You know the the one. Sweet Uncle Joe who is kind and supportive of your decision to homeschool, but if you leave your kids alone with him for more than thirty seconds, he turns into Alex Trebek and begins drilling and killing your kids about everything from the War of 1812 to the current state of politics. You know Uncle Joe? We all have met him.
We’re Wired for Approval
In my coaching, this is one of the things that I hear most often. As homeschoolers, we become so wired for approval from the people we love, that being quizzed feels like our choices for our children are less then optimal.
But what do you do when all you want to shout is for relatives and friends to stop quizzing my homeschooler!
One of my clients said to me,
“It’s easier dealing with family when they are openly opposed or even hostile about homeschooling. Then I know what I’m dealing with. I often don’t find out until later, that my kids have been put through the educational quiz gauntlet.”
And when relatives are faced with your standing up for your children with, “Please don’t quiz my kids, ” we’re often countered with; “Well you know, kids learn that in 5th grade in public school and your Susie is in 7th.” Friends and relatives may have no idea that a child has learning difficulties and such statements can undermine the confidence and progress your child is making. No adult wants to make a child feel bad.

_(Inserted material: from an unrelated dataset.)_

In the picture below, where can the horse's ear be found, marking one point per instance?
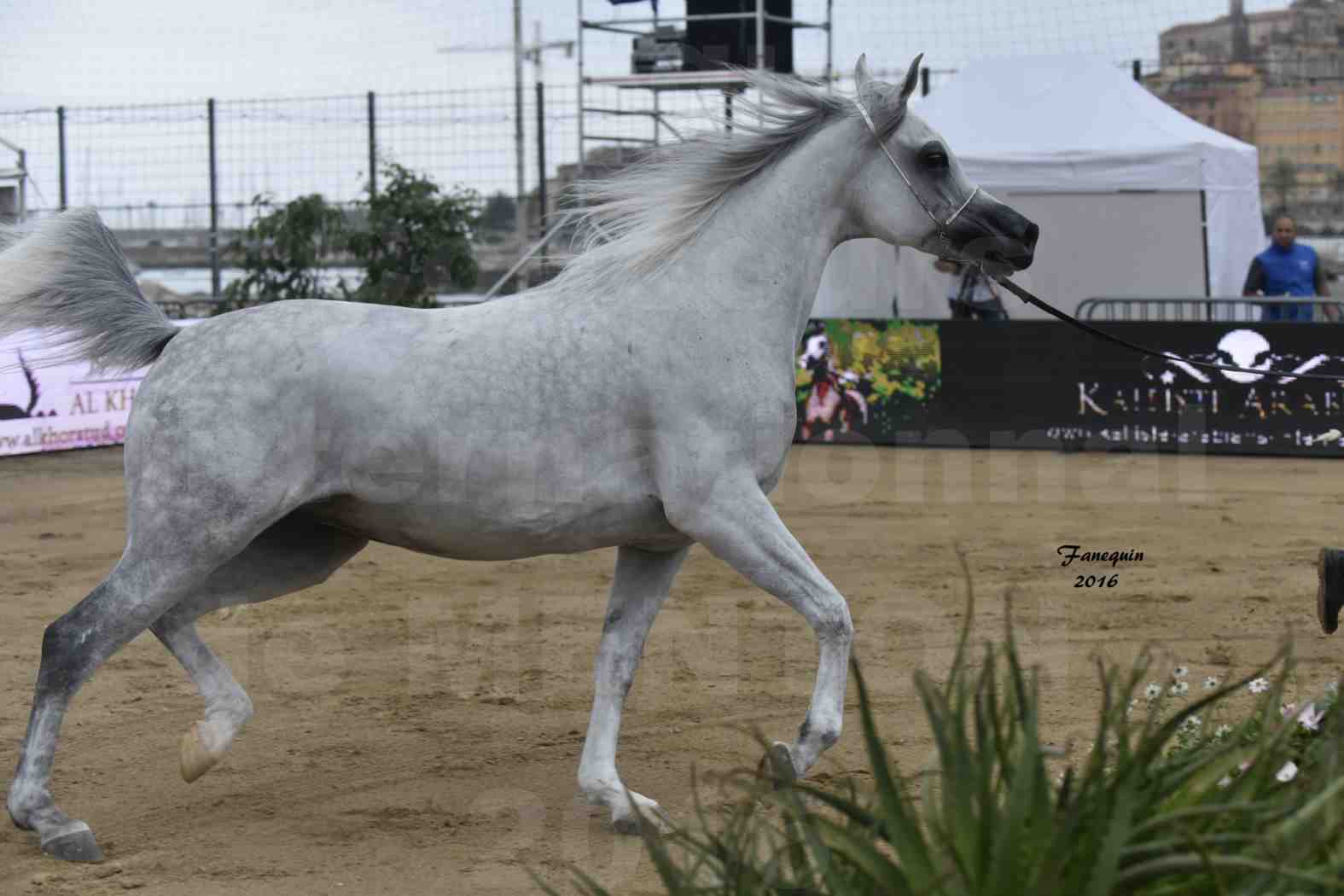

Tips to Get Past the Game Show Hosts
Parents need to have the conversation with the offenders, and simply say, “I’m her homeschool teacher and the only one who will quiz her.” Also remember that not every comment is an attack on your choice to homeschool, or your ability to do so. Family may be genuinely interested in knowing what your children are learning about, but perhaps they are not adept in asking in an appropriate manner. And then the flipside to that is we are proud of our children, and want to share what a miraculous journey homeschool is. Finding that balance without bragging is just not easy. And getting relatives to stop quizzing your homeschooler may be just as difficult.
In general the holidays, can be a difficult time for dealing with relatives
My rule is, don’t talk about politics, religion, or homeschooling if you can help it. At least not during the holidays.
Empower Kids to Respond
One of the quickest ways to shut down the quizzers is by empowering your kids to stand strong. Help your child think of some catch phrases, or thoughts that will help them move past the conversation while being polite.
Some thoughts that they can respond with….
- “It’s hard for me to answer questions when I’m put on the spot. I’m going to go outside to play.”
- “No, thank you.”
No, is a complete sentence. Children and parents don’t owe anyone an explanation on why they don’t choose to participate or answer questions.
- “I’d rather watch TV right now, thank you.
- “My mom is the only one that quizzes us during homeschool. She knows what topics we’ve been covering.”
You can also help your children to take charge of the conversation by learning how politicians do it. When asked a question they don’t know how to answer, have them respond with, “That’s a great question, but did you know…”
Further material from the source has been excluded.